The use of 'resilience' in disaster studies has recently become almost ubiquitous, but what this largely systemic term means for contemporary anthropology is less clear. We invite critical engagement of 'resilience' to provoke discussion of its future within anthropological disaster studies.

Long Abstract:

The concept of 'resilience' has been increasingly central to disaster studies scholarship and global policy in recent years. It is a concept, however, with a long history, and was used in rural and development anthropology since at least the 1970s. Understood either as local agency and empowerment or a neoliberal technology of governance, the concept is ubiquitous at present in discussions of climate change adaptation, crisis management, and sustainable development, amongst others.

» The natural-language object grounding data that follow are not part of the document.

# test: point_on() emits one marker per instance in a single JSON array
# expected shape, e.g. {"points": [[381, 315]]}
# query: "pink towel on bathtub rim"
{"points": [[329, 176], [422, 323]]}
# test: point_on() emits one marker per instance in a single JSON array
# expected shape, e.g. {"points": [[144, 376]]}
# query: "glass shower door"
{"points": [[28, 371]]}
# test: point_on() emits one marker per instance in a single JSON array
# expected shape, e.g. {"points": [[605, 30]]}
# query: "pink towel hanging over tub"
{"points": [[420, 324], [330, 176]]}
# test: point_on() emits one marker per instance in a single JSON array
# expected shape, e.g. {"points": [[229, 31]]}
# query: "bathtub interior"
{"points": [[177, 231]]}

In disaster studies, resilience is if not replacing, then at least accompanying the more established concept of 'vulnerability', and we contend that anthropology can contribute critically to the ongoing discussion of what resilience is and how it can aid our understanding of people's ways of dealing with risks and disaster. Most importantly perhaps, resilience is in need of a critical rethinking, as it is essentially a systemic concept, owing its origins to the ecological and material sciences. This perhaps clashes with anthropology's contention that societies and cultures are not stable, static, and predictable, but rather sui generis, dynamic, and transformative. These questions make resilience a concept in need of critical analysis, and it seems timely to centre this DICAN session on the concept so as to provoke fruitful perspectives for the future relevance of disaster resilience in relation to the anthropological production of knowledge. We therefor invite papers that focus ethnographically, historically, methodologically, theoretically and/or epistemologically on resilience from an anthropological standpoint in relation to disasters, crisis, and emergencies.